The Finance Ministry announced Thursday that it has agreed with the US Treasury Department on the outlines of a deal to implement provisions of the the Foreign Account Tax Compliance Act, which will require Israeli financial institutions to report American citizens who hold accounts in Israel, including dual citizens.

Frida Israeli, the director of Israel’s State Revenue Department, who led the negotiations, said that the agreement has the effect of a signed final deal.

While the complete terms of the agreement will not be published until after the official signing, the Finance Ministry disclosed in a release that as part of the deal Israeli financial institutions must sign an agreement committing to check for relevant accounts and report the information to the US once a year, along with information on account holders who refuse to comply and the value of their accounts.

“The agreements reached with the US Treasury Department will make it easier for the financial institutions required to do so to report information on the accounts of American citizens in Israel.” Israeli added. “In addition, it will also avoid the imposition of sanctions on financial institutions that were unable to comply with FATCA, without agreements with the Finance Ministry.”

Director of State Revenue Department Frida Israeli (photo credit: Ministry of Finance)

Director of State Revenue Department Frida Israeli (photo credit: Ministry of Finance)

In cases of institutions that fail to comply with the new regulations, the US Treasury Department will withhold 30 percent of any financial transfer originating in the US.

The agreement also applies to US Green Card holders and residents, as well as legal entities in which American citizens have substantial holdings.

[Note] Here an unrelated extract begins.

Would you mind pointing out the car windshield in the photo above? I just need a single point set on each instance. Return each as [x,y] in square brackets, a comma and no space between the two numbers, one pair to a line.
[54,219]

However, the terms of the agreement also grant some exemptions, such as reporting accounts that have a low risk of being used for tax evasion.

For financial institutions around the world that have reached an agreement with the US — 28 so far — FATCA reporting requirements officially kick in on July 1 of this year, and the Bank of Israel handed down a directive to Israeli banks to make preparations to ensure that the reporting goes smoothly, including ceasing to serve account holders who refuse to sign documents allowing the bank to report their income to the IRS.

The agreement is of particular concern to dual citizenship holders who have either failed to file tax returns or have not reported their income tax correctly. IRS audits have been on the rise in recent years, and with information from the banks at their disposal, IRS agents will have a much easier time catching such people.

The stricter regulations have prompted a growing number of US citizens around the world, including in Israel, to renounce their citizenship.